How a candidate is perceived is more important than where they actually stand. If anything has been proven true this election cycle, it is that public perception trumps facts. This is the secret that Donald Trump and even Bernie Sanders have tapped into. It doesn’t matter how much reality clashes with their rhetoric, because their campaigns are about selling brands, not speaking truth.
But sometimes the media and voters craft their own idealistic perceptions. Thus is the case with Ohio Governor John Kasich, who has largely escaped needed scrutiny because he is by all accounts a nice guy. Kasich has been the voice of moderation during downright nasty debates and in contrast seems like a reasonable choice. But that’s because his policies aren’t being considered.
Libertarians began to warm up to Kasich for some reason, even though he has proposed dismantling the wall of separation between church and state and using federal tax dollars to promote Judeo-Christian propaganda around the world. Libertarians, who usually scream and run from anyone who even hints at their faith during political events and who generally don’t want the U.S. telling other nations and cultures what to do, ignore this because Kasich seems a friendly guy.
Kasich told NBC News:
As part of a broad national security plan to defeat ISIS, Republican Presidential candidate John Kasich proposed creating a new government agency to push Judeo-Christian values around the world.
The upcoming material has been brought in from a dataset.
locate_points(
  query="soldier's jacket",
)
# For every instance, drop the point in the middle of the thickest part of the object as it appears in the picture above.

The new agency, which he hasn’t yet named, would promote a Jewish- and Christian-based belief system to four regions of the world: China, Iran, Russia and the Middle East.
“We need to beam messages around the world” about the freedoms Americans enjoy, Kasich said in an interview with NBC News Tuesday. “It means freedom, it means opportunity, it means respect for women, it means freedom to gather, it means so many things.”
I personally have no issue with Judeo-Christian values or social conservatism, as long as those values are personal. Once people want to start making religion part of government institutions, I draw the line.
But it’s no more baffling to see libertarians flirting with Kasich as it is to see any conservatives supporting him, ever. His suggestions of creating new departments is at odds with his message of cutting government and he thinks government involvement in healthcare is necessary.
He wants to ensure insurance coverage for people who have pre-existing conditions. He likes insurance exchanges. And he thinks everyone should have health insurance – even young, healthy people who need an incentive to sign up.
Yet he says he’d push to repeal President Barack Obama’s health care law and replace it with something else – something better, he says – if his presidential campaign were to prove successful.
Sounds like more big government solutions.
John Kasich may be a nice guy, but that doesn’t qualify him to be president.